Saturday, 09 May 2020
That Special Bond

Photo © Jenny Abrahamsson for World of Showjumping Heidi Mulari with her once-in-a-lifetime horse Jalisca Solier back in 2012. Photo © Jenny Abrahamsson for World of Showjumping.


Text © World of Showjumping



We continue our popular series ‘That Special Bond’, this time around moving on to speak with the grooms. After spending years and years travelling the world with Steve Guerdat’s horses, Heidi Mulari is now in charge at home in Elgg, Switzerland for the world no. one and his team. Here, Heidi tells us about which of Steve’s many super-stars that stole her heart, which one she is missing the most and the one that has been the hardest to connect with.


The Special One

Photo © Jenny Abrahamsson for World of Showjumping Steve Guerdat and Jalisca Solier in Aachen in 2012. Photo © Jenny Abrahamsson for World of Showjumping.

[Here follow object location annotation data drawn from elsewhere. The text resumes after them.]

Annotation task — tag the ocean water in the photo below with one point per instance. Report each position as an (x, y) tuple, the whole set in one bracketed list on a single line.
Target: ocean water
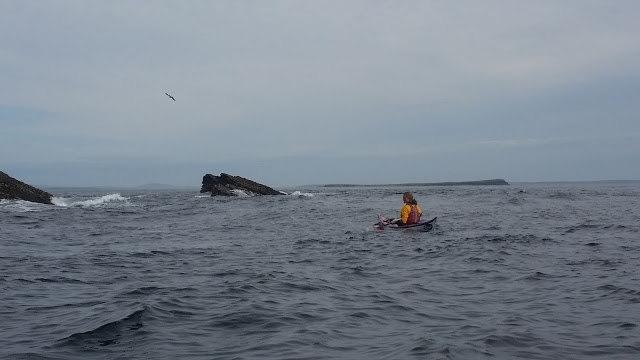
[(527, 271)]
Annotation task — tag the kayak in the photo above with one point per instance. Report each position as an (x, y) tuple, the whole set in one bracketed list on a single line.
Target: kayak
[(384, 223)]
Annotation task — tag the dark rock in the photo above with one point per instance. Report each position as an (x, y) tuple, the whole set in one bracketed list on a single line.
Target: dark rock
[(225, 184), (13, 189)]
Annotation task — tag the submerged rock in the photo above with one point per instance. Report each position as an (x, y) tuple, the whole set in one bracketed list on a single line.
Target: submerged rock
[(226, 185), (13, 189)]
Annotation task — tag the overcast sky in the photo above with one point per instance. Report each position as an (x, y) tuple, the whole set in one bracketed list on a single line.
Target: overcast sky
[(313, 92)]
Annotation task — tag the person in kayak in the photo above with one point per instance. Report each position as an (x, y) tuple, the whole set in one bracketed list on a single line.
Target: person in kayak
[(410, 212)]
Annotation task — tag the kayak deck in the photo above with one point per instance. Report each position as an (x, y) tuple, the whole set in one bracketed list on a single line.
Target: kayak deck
[(384, 223)]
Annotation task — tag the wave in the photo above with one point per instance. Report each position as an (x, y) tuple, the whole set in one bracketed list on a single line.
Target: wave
[(96, 202), (108, 334)]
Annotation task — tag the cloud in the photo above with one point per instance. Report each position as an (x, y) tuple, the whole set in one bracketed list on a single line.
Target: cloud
[(267, 80)]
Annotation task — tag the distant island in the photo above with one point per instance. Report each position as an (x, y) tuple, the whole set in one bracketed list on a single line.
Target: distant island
[(448, 183)]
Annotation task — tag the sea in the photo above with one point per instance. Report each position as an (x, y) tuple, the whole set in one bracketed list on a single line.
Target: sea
[(524, 271)]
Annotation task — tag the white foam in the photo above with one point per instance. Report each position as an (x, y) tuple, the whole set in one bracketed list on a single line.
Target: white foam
[(301, 194), (102, 200)]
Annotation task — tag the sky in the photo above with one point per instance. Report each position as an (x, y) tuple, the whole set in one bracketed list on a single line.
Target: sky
[(298, 92)]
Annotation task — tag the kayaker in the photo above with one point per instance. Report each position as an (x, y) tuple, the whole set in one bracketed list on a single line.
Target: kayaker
[(410, 212)]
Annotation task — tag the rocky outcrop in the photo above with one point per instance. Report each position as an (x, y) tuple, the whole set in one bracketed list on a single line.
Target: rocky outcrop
[(225, 185), (13, 189)]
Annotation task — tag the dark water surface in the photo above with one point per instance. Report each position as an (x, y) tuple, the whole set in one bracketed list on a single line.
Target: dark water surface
[(531, 272)]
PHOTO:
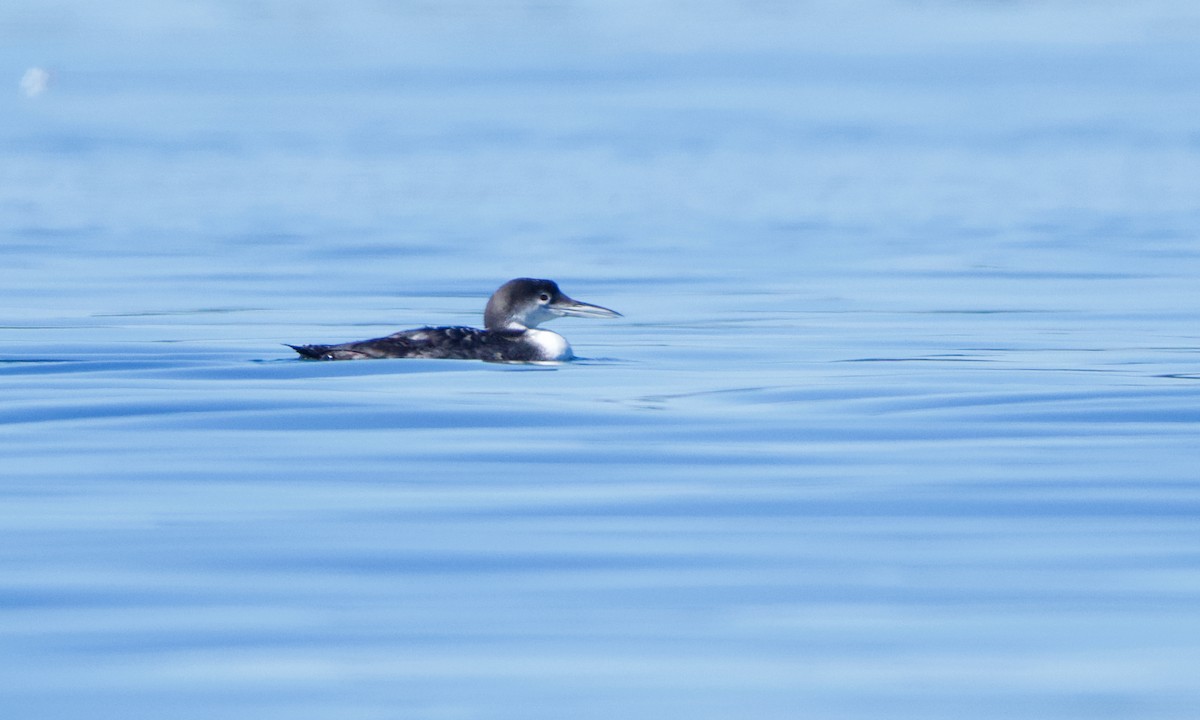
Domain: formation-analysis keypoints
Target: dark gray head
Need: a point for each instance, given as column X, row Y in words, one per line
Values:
column 525, row 303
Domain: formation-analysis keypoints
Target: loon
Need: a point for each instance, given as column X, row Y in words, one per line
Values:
column 510, row 331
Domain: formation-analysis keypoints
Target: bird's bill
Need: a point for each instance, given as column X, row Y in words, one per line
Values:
column 568, row 306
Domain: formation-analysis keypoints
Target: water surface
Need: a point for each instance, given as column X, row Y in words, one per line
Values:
column 901, row 420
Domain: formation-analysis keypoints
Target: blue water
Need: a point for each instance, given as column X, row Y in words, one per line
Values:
column 903, row 419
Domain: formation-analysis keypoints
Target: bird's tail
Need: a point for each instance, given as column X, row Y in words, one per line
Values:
column 310, row 352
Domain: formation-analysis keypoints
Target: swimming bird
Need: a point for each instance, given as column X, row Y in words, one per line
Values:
column 510, row 331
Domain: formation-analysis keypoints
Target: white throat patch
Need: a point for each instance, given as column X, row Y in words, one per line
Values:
column 551, row 346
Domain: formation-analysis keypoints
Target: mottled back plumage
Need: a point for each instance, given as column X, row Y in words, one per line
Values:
column 510, row 333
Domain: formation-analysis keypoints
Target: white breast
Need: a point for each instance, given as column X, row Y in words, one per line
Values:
column 551, row 346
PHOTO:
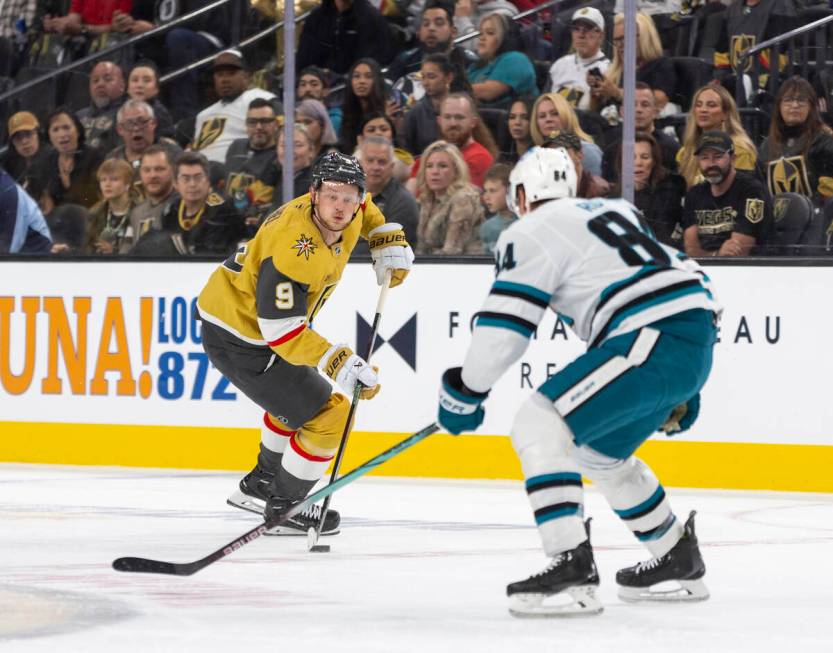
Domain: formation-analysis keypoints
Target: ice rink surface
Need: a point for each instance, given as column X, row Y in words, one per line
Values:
column 419, row 566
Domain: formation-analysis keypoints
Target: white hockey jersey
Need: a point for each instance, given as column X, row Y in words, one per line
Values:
column 223, row 122
column 591, row 261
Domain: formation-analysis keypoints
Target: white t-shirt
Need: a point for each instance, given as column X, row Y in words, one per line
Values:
column 223, row 122
column 569, row 77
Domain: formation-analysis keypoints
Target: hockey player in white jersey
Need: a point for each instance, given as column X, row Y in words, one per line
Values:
column 648, row 316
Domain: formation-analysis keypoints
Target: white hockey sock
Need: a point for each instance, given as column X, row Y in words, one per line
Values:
column 274, row 437
column 635, row 494
column 542, row 441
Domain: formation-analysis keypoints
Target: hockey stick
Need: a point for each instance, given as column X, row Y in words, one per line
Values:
column 149, row 566
column 314, row 533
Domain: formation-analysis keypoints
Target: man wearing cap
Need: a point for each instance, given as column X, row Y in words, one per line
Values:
column 729, row 213
column 225, row 120
column 589, row 185
column 26, row 144
column 568, row 74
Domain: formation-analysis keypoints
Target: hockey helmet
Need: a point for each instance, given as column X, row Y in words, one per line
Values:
column 335, row 166
column 545, row 174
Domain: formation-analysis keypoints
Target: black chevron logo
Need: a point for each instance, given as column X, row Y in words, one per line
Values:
column 403, row 341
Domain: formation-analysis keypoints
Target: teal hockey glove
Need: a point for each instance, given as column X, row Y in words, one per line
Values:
column 460, row 407
column 682, row 417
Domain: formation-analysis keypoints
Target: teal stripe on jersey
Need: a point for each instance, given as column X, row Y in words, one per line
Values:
column 504, row 324
column 612, row 287
column 610, row 326
column 523, row 289
column 652, row 502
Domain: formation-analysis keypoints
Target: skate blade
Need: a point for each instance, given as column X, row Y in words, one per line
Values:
column 579, row 601
column 666, row 592
column 245, row 502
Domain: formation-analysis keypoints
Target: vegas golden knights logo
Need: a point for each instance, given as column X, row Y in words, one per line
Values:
column 754, row 210
column 788, row 175
column 210, row 131
column 740, row 43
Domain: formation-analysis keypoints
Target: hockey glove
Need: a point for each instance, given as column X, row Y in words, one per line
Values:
column 682, row 417
column 460, row 407
column 347, row 369
column 390, row 251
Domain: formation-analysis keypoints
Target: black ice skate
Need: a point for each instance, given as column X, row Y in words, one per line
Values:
column 303, row 521
column 252, row 492
column 571, row 578
column 676, row 576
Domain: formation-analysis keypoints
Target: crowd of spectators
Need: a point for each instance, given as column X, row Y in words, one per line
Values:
column 137, row 168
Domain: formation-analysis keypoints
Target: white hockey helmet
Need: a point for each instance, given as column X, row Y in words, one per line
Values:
column 545, row 174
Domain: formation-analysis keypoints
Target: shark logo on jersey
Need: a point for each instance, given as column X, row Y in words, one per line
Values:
column 305, row 246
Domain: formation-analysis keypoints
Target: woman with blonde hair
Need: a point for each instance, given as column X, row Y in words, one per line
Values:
column 450, row 210
column 551, row 114
column 652, row 67
column 713, row 108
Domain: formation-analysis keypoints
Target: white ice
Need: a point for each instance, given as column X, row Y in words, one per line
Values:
column 419, row 566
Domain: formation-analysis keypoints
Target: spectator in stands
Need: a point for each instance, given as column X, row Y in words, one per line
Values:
column 157, row 175
column 450, row 209
column 108, row 230
column 202, row 220
column 420, row 128
column 798, row 151
column 313, row 84
column 23, row 229
column 225, row 121
column 644, row 115
column 469, row 13
column 365, row 94
column 729, row 213
column 25, row 140
column 255, row 154
column 435, row 36
column 658, row 193
column 187, row 43
column 499, row 217
column 713, row 109
column 143, row 84
column 652, row 68
column 553, row 113
column 380, row 124
column 569, row 75
column 106, row 96
column 339, row 32
column 589, row 185
column 376, row 155
column 518, row 123
column 313, row 115
column 71, row 166
column 17, row 18
column 503, row 72
column 136, row 126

“Jalisca Solier was the horse of a lifetime for me. I spent so much time with her. Jalisca loved people and she didn’t like other horses that much. She was always very sweet and the only time she was grumpy was on the truck because of the other horses. She was actually always happy, especially when food was involved,” Heidi laughs. “Jalisca was really easy going and had no demands. She was just a friendly horse. She had a big, nice canter, but trotted like a lobster – so she was definitely not a dressage horse.”

“The most special moment with her was for sure her first World Cup win in 2006 in Geneva. That was also Steve’s first World Cup win. With her I got to do my first Olympic Games in Beijing and we did two European Championships too – in 2009 she won team gold at Windsor. I don’t think she was meant to jump such big fences, but she had a heart of gold and would always try anything to get the job done.”

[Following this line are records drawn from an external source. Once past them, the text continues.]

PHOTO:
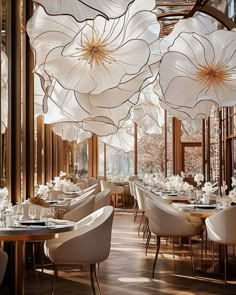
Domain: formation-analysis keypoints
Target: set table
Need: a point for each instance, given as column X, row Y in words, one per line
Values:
column 19, row 235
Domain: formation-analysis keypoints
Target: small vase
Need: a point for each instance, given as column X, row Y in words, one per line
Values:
column 206, row 199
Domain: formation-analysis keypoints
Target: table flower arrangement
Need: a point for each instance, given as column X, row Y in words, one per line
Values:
column 3, row 196
column 186, row 187
column 199, row 178
column 43, row 190
column 233, row 181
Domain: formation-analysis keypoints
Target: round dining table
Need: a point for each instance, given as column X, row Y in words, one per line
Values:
column 19, row 235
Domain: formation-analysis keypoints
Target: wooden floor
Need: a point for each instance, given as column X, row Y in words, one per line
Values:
column 128, row 270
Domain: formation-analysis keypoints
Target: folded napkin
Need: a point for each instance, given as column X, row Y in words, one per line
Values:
column 63, row 221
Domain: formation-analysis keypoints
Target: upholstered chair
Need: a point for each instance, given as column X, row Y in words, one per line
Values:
column 76, row 247
column 102, row 199
column 115, row 190
column 85, row 208
column 3, row 264
column 220, row 230
column 167, row 221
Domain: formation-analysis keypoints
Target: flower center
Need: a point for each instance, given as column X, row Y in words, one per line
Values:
column 212, row 74
column 96, row 52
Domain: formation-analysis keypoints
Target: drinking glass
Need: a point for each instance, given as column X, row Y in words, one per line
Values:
column 19, row 212
column 32, row 212
column 218, row 201
column 191, row 198
column 44, row 215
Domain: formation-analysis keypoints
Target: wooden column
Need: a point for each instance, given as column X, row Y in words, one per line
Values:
column 208, row 150
column 40, row 159
column 165, row 134
column 105, row 162
column 92, row 156
column 177, row 148
column 48, row 153
column 59, row 155
column 29, row 107
column 135, row 149
column 203, row 148
column 54, row 155
column 66, row 157
column 1, row 141
column 220, row 181
column 14, row 114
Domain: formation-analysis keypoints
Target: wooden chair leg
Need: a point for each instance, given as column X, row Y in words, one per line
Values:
column 92, row 278
column 225, row 263
column 141, row 222
column 55, row 274
column 97, row 281
column 157, row 252
column 191, row 253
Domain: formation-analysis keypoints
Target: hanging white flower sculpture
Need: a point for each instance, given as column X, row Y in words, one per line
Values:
column 88, row 9
column 200, row 68
column 71, row 131
column 4, row 91
column 147, row 113
column 123, row 139
column 197, row 24
column 201, row 25
column 105, row 63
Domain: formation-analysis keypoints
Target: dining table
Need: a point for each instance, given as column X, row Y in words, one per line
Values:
column 19, row 235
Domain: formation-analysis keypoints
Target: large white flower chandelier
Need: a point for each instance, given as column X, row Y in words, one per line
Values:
column 84, row 10
column 98, row 63
column 4, row 91
column 200, row 68
column 105, row 63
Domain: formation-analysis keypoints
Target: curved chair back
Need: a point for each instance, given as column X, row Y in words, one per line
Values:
column 85, row 208
column 167, row 221
column 78, row 200
column 220, row 226
column 133, row 177
column 26, row 210
column 102, row 199
column 115, row 189
column 3, row 264
column 53, row 194
column 140, row 197
column 76, row 247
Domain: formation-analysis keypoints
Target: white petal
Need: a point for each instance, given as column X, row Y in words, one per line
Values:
column 89, row 10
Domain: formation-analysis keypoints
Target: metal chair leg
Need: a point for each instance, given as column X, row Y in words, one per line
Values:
column 54, row 278
column 191, row 253
column 140, row 222
column 157, row 252
column 148, row 241
column 225, row 263
column 92, row 278
column 97, row 281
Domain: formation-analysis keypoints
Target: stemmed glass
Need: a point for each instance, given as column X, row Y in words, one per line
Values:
column 47, row 215
column 191, row 198
column 32, row 212
column 18, row 214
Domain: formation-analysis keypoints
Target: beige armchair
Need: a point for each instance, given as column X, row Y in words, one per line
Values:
column 116, row 191
column 85, row 208
column 220, row 230
column 76, row 247
column 3, row 264
column 166, row 221
column 102, row 199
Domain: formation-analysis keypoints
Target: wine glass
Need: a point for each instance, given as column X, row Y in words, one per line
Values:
column 191, row 198
column 19, row 212
column 44, row 215
column 32, row 212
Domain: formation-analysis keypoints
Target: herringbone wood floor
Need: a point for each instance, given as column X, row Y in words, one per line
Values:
column 128, row 270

“Nino des Buissonnets would be the other horse that meant a lot to me,” Heidi continues. “Well, what can I say about Nino… Jalisca I loved! With Nino it was more like a love/hate relationship. He could be so annoying. But the things he did were incredible. There were many times when I watched him and just thought ‘How can a horse jump like that?’ He was a freak!”

Photo © World of Showjumping Nino des Buissonnets is enjoying his retirement. Photo © World of Showjumping.

“Nino was always biting, and he always walked on my toes. If I told him to go left, he went right... When you came to take care of him, he never showed any appreciation. The only thing Nino liked was to have his ears clipped, but the rest was never good enough for him. When Nino was changing his hair and was itchy, he could actually be really sweet and nice. For the rest he acted as he was annoyed with me, and he might actually have been since I had to spend so much time with him!”

“Also, with the riding Nino wanted to have it his way. He was quite hot, and I really don’t know how Steve managed. The first show they did together they were eliminated, but they got it right eventually,” Heidi smiles. 

“Nino is quite small, 1,65 or something like that, but he acted much bigger – and his ego was larger than a house,” Heidi laughs. 

“Nino is still here with us, enjoying his retirement. When I look at him in the field now, I can’t believe it is the same horse. Looking at photos and videos from not that many years ago and then looking at the hairy beast in the field… It is lovely to see how they change. Now a girl from a neighbouring village hacks him out 3-4 times a week and he is so laid back and nice. That would not have been possible when he was in the sport.”

Missing the Most

Photo © Jenny Abrahamsson for World of Showjumping. Heidi and Jalisca Solier at the Europeans in Madrid in 2011. Photo © Jenny Abrahamsson for World of Showjumping.

“Jalisca is also the one I miss the most considering her tragic end. She was retired in Geneva in December 2013 and during the weekend of the show in Zürich 2014 – in the end of January – she got badly injured in the paddock and had to be put to sleep. I was at the show in Zürich with Steve and we got the call just before the World Cup class. Steve went straight home to say farewell to Jalisca, before he came back to the show to jump Concetto Son in his first ever World Cup class – with only one down. Jalisca was really an unlucky star – she had a colic operation, was operated for a splint bone fracture and then that. It is so tragic that she never got to enjoy her retirement!”

Hardest to Understand

Photo © Jenny Abrahamsson for World of Showjumping. “Bianca really doesn’t care. She knows her place very well and she knows she is good," Heidi tells. Photo © Jenny Abrahamsson for World of Showjumping.

“Bianca! It is only the last year that I’m starting to feel that we might have a bit of something between us – at least a beginning to some sort of connection. We had years before where I had the feeling that we had no connection at all. And it is strange to work so much with a horse and then not have any connection at all,” Heidi tells.

“Bianca really doesn’t care. She knows her place very well and she knows she is good. She is much easier at home than on the shows though. But if she gets something in her head and gets scared of something – she is for example terrified of cows – then it takes a really, really long time to get her to calm down again.”